Do you like Trivial Pursuit? Is there something appealing about cluttering up your mind with obscure bits of information? More importantly, can you tell a true statement from a bunch of baloney?
If you answered 'yes' to these three questions, then you will probably enjoy Fact. Fact. Bullsh*t!
What's To Like...
Neil Patrick Stewart uses a kewl template to present the trivia : three assertions; two of which are factual, the third of which is bullsh*t. The phony answers are well-crafted. I kept looking for a pattern that would give them away, and didn't find any.
There are seven chapters : Animals, Pop Culture, Food, Dead People ("History"), Science, Sports & Games, and Miscellaneous. Using chapters lends a nice order to the book. I liked it better than just random entries. They were just the right length, as was the book as a whole.
The writing is witty; the author usually adds some more bits of trivia while giving you the answer. And there's a couple pictures to break up the monotony of the text.
Excerpt... (a sample question; spot the BS; answer in comments)
LOL!1. Expressions such as "LOL" (an acronym for "laughing out loud") has (sic) been proven to be beneficial for e-communication: A study at the University of Tasmania found that using Internet shorthand is twice as efficient for both sender and reader.
2. LOL is an airport in Nevada. Lol is a place in France. Lolol is a town in Chile. "Lol" Tolhurst was the first drummer for the English band The Cure.
3. The French equivelent of "LOL" is "MDR." Coincidentally, lol is a real word in both Welsh and Dutch, meaning "nonsense" and "fun," respectively.
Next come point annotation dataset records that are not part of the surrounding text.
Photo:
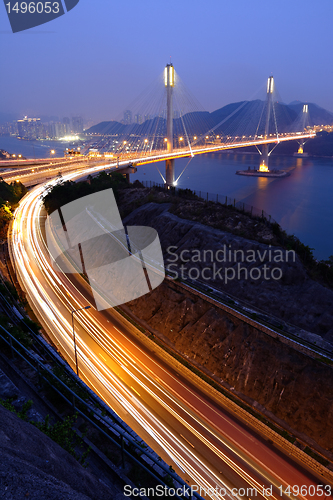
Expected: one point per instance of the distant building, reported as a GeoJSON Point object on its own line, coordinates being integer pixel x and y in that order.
{"type": "Point", "coordinates": [77, 124]}
{"type": "Point", "coordinates": [127, 117]}
{"type": "Point", "coordinates": [30, 128]}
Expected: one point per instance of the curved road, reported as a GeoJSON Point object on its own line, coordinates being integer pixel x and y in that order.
{"type": "Point", "coordinates": [183, 423]}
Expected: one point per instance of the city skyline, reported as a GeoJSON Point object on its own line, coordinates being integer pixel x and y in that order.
{"type": "Point", "coordinates": [222, 54]}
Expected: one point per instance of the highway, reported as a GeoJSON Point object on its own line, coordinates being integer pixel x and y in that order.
{"type": "Point", "coordinates": [182, 421]}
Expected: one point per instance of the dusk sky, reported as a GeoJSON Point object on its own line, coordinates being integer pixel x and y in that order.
{"type": "Point", "coordinates": [97, 58]}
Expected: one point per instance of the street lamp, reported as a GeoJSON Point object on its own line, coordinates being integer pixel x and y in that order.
{"type": "Point", "coordinates": [73, 312]}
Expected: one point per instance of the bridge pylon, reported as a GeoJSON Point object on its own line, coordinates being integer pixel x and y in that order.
{"type": "Point", "coordinates": [269, 101]}
{"type": "Point", "coordinates": [169, 82]}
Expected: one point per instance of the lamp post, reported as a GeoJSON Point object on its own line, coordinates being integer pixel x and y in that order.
{"type": "Point", "coordinates": [73, 312]}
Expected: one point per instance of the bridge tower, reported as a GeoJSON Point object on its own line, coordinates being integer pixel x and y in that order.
{"type": "Point", "coordinates": [304, 122]}
{"type": "Point", "coordinates": [269, 100]}
{"type": "Point", "coordinates": [169, 82]}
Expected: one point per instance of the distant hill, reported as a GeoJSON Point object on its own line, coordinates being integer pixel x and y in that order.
{"type": "Point", "coordinates": [239, 118]}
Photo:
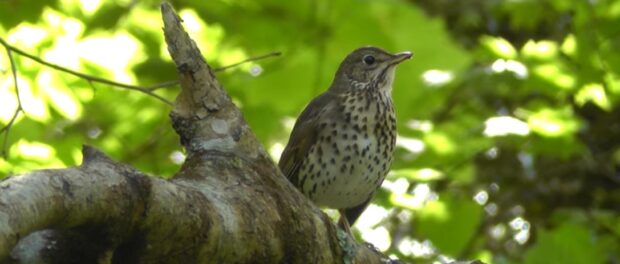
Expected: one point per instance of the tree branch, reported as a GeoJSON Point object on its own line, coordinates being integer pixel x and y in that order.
{"type": "Point", "coordinates": [229, 203]}
{"type": "Point", "coordinates": [7, 129]}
I got the book as a limited-time free-download at Amazon. It is now selling for $8.93, and is #4/#5 in various "paid" categories there. It's also available as a paperback for $11.16
Everyone's an Expert...
There are a few typos and errors. The Fact/Bullsh*t answer designations on the Marie Curie question were reversed. And the Thomas Jefferson one was both wrong and spurious. It almost seemed like it was a red herring, but I can't see a purpose for that.
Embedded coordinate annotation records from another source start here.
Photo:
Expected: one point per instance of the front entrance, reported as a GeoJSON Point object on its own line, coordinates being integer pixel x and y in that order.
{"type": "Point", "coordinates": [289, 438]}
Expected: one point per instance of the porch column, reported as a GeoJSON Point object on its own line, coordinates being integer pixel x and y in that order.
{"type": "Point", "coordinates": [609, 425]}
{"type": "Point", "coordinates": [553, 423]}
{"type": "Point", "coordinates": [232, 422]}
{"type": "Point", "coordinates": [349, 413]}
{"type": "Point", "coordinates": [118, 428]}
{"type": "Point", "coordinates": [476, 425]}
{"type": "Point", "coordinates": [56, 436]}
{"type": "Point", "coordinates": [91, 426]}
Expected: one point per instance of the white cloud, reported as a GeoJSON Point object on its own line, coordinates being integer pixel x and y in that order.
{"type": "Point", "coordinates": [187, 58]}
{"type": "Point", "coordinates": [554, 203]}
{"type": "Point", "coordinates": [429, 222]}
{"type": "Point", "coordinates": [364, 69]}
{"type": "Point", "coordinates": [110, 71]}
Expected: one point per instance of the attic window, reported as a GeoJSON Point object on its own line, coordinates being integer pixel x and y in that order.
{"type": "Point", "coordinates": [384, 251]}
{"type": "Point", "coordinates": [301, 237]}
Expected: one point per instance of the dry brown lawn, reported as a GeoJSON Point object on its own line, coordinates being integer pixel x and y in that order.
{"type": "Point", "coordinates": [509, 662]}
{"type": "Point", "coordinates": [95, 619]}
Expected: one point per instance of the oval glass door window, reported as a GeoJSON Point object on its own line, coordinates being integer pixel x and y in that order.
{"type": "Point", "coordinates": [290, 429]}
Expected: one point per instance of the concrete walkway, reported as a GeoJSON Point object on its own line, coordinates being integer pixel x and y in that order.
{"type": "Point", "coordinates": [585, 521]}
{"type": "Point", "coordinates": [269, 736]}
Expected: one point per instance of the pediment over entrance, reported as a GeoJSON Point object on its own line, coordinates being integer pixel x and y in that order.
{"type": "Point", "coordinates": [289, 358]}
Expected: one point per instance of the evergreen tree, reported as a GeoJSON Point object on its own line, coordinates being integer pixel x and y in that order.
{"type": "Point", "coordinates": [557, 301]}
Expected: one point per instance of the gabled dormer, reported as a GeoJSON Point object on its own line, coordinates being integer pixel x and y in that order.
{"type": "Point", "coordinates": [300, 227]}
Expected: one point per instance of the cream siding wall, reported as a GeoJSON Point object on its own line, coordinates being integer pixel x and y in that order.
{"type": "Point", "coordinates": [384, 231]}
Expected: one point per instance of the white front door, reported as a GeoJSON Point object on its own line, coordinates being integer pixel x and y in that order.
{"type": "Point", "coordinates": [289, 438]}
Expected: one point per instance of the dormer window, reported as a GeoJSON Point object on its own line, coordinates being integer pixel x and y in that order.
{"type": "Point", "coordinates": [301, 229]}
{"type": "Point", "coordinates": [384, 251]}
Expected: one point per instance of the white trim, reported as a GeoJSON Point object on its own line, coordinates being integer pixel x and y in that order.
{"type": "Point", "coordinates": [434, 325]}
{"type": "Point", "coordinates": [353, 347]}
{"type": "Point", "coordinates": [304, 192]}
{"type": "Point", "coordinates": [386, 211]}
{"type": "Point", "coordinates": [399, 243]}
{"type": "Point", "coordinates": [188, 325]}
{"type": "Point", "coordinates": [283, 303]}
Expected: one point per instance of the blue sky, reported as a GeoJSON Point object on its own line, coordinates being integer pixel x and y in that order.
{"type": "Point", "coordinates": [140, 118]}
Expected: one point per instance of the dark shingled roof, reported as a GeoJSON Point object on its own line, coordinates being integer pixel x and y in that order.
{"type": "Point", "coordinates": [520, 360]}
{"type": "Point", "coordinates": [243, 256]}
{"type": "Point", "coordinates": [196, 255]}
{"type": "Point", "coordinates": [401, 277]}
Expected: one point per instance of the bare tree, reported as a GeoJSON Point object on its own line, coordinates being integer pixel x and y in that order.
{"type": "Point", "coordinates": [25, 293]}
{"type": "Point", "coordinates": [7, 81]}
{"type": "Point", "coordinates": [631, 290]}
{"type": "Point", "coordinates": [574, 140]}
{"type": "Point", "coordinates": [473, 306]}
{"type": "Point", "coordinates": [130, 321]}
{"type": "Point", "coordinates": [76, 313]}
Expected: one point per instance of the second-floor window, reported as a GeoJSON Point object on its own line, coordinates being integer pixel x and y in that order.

The only suggestion I can make is for the author to list his sources. But, instead of at the rear of the book, how about online somewhere? It would be a convenient resource. Most of us, of course, wouldn't use it. But the nit-pickers could have a field day.
8 Stars. Fact. Fact. Bullsh*t! is a fun, light, easy-to-read book. I read it as I would an anthology - a few nibbles at a time. It never got tedious.